MATARAM — Program Makan Bergizi Gratis (MBG) di Nusa Tenggara Barat (NTB) bukan sekadar urusan pemenuhan nutrisi. Dalam kurun waktu sepuluh bulan, inisiatif ini bertransformasi menjadi mesin pertumbuhan ekonomi yang melampaui ekspektasi. Gubernur NTB, Lalu Muhamad Iqbal, mengungkapkan bahwa program ini telah menyerap 31.509 tenaga kerja lokal, sebuah capaian yang biasanya membutuhkan waktu tahunan dalam skema investasi konvensional.
Dalam Rapat Koordinasi di Kantor Bank NTB Syariah, Rabu (4/2), Gubernur Iqbal membedah anatomi sukses program yang semula diragukan banyak pihak tersebut. Dengan jangkauan 1,7 juta penerima manfaat, MBG kini menjadi tulang punggung baru bagi pemberdayaan ekonomi di akar rumput.
Efek Domino di Sektor Pangan
Keberhasilan ini ditopang oleh infrastruktur logistik yang masif, melibatkan 670 Sentra Pengolahan Pangan Bergizi (SPPG) dan kolaborasi dengan 2.719 mitra pemasok. Dampaknya pun merembet ke sektor hulu; para petani yang sebelumnya terjepit masalah akses pasar kini memiliki jalur distribusi langsung dengan harga yang kompetitif.
“Untuk bisa menyerap angka sebesar ini biasanya butuh waktu 2–3 tahun, tapi itu tercapai dalam waktu sekitar 10 bulan di NTB. Ini belum termasuk tenaga kerja tidak langsung seperti petani,” ujar Gubernur Iqbal.
Audit Strategis: Capaian Ekonomi MBG NTB (10 Bulan)

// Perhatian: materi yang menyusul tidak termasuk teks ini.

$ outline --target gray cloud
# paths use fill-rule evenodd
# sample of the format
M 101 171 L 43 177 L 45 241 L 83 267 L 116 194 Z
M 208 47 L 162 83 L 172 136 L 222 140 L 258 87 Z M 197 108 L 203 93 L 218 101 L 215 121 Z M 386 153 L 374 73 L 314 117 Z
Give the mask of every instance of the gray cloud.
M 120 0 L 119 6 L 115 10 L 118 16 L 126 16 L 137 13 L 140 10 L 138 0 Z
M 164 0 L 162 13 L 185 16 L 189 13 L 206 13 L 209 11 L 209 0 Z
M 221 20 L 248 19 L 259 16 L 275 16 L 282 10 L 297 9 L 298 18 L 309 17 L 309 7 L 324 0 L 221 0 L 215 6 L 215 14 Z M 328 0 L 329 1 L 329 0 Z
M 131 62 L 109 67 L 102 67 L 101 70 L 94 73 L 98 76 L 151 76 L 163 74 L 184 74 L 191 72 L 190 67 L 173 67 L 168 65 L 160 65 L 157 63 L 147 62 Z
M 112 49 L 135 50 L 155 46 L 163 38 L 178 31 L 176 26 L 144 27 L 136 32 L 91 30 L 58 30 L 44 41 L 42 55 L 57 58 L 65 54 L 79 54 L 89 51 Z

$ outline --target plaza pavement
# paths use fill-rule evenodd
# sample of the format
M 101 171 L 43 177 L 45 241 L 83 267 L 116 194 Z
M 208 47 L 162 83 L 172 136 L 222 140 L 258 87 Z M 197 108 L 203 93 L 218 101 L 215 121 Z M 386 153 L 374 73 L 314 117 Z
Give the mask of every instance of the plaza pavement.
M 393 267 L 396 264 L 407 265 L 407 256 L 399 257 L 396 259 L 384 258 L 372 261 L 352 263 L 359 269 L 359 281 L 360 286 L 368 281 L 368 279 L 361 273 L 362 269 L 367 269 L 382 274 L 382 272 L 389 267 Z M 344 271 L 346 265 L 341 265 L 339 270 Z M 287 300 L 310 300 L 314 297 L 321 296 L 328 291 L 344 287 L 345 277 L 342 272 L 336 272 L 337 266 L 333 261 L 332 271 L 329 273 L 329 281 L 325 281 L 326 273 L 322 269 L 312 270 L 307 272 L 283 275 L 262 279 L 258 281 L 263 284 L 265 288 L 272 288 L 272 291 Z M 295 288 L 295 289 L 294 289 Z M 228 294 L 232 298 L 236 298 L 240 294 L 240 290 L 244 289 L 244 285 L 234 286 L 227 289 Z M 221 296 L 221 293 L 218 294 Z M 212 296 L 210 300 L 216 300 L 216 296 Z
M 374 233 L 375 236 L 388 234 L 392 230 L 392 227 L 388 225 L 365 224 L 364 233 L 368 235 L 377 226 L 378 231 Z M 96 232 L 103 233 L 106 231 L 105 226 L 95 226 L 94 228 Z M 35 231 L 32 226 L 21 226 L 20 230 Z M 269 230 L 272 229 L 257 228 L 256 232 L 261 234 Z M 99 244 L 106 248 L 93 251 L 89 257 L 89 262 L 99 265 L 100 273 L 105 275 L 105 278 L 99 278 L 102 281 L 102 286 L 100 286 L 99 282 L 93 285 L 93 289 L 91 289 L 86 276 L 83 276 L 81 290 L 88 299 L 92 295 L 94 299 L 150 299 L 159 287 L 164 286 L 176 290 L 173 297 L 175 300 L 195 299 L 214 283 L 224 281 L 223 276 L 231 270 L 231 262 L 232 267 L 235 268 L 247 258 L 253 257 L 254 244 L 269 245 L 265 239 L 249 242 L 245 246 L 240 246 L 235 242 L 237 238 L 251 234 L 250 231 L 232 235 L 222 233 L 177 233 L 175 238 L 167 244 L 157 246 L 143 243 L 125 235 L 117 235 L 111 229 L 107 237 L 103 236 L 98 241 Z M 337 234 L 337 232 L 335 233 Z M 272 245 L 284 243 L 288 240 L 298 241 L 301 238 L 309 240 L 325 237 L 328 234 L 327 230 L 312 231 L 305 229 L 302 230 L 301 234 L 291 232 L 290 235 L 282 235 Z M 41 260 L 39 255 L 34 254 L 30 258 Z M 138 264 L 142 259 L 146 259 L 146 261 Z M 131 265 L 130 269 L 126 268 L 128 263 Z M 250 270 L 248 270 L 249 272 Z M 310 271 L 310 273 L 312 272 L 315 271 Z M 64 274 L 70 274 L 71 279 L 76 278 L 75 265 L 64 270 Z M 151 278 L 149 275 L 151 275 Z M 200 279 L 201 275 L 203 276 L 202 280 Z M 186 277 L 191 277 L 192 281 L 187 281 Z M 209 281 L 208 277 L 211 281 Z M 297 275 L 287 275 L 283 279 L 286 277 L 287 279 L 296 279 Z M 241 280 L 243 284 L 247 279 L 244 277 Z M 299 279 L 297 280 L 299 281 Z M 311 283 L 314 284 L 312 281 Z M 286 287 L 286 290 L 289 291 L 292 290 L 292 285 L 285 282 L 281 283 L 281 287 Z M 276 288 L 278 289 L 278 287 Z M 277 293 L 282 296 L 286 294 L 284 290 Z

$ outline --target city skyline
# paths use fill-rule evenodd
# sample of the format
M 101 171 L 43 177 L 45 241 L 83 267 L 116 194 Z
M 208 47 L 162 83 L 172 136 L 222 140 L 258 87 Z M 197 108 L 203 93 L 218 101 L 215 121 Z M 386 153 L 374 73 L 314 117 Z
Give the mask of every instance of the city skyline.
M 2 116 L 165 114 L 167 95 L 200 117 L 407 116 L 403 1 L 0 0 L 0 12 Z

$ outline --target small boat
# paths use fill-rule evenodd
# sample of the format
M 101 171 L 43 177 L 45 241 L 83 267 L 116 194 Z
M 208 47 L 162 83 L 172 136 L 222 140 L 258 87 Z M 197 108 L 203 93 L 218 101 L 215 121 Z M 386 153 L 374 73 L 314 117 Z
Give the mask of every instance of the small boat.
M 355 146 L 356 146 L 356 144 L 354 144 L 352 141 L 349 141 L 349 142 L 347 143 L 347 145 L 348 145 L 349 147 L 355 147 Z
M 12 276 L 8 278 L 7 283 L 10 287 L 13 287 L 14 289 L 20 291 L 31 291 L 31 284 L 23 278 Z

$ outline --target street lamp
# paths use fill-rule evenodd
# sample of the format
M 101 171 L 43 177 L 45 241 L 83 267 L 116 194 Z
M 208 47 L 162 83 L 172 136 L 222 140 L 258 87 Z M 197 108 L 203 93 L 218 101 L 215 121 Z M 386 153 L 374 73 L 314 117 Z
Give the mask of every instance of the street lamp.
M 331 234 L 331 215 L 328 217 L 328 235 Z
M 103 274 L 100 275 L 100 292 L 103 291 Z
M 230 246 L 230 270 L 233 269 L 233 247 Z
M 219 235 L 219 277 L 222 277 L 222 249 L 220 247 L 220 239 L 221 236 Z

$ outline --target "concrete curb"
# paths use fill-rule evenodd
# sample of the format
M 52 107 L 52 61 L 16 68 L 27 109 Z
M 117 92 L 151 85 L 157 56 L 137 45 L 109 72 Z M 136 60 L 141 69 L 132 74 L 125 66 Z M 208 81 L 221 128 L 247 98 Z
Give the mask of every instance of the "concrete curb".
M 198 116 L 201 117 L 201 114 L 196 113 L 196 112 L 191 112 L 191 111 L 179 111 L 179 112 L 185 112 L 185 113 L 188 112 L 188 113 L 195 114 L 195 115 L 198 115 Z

Kecepatan penyerapan tenaga kerja di NTB menjadi tolok ukur nasional. Namun, lonjakan permintaan (demand) yang tinggi membawa risiko baru bagi stabilitas harga di daerah.
Tantangan Geografis dan Inflasi
NTB memiliki tantangan unik dengan lebih dari 200 pulau berpenghuni, yang dikategorikan sebagai daerah 3T (Tertinggal, Terdepan, Terluar). Gubernur Iqbal menekankan pentingnya intervensi langsung pada ketersediaan pasokan (supply) untuk meredam potensi inflasi akibat tingginya permintaan bahan pangan program MBG.
”Kita tidak boleh berjalan sendiri-sendiri. Kita harus kompak, kumpulkan masukan, masalah, serta rekomendasi solusinya,” pungkasnya. Soliditas antara Badan Gizi Nasional (BGN), Forkopimda, dan Satgas Percepatan kini menjadi kunci untuk menjaga agar mesin ekonomi ini tetap berjalan stabil tanpa membebani daya beli masyarakat luas.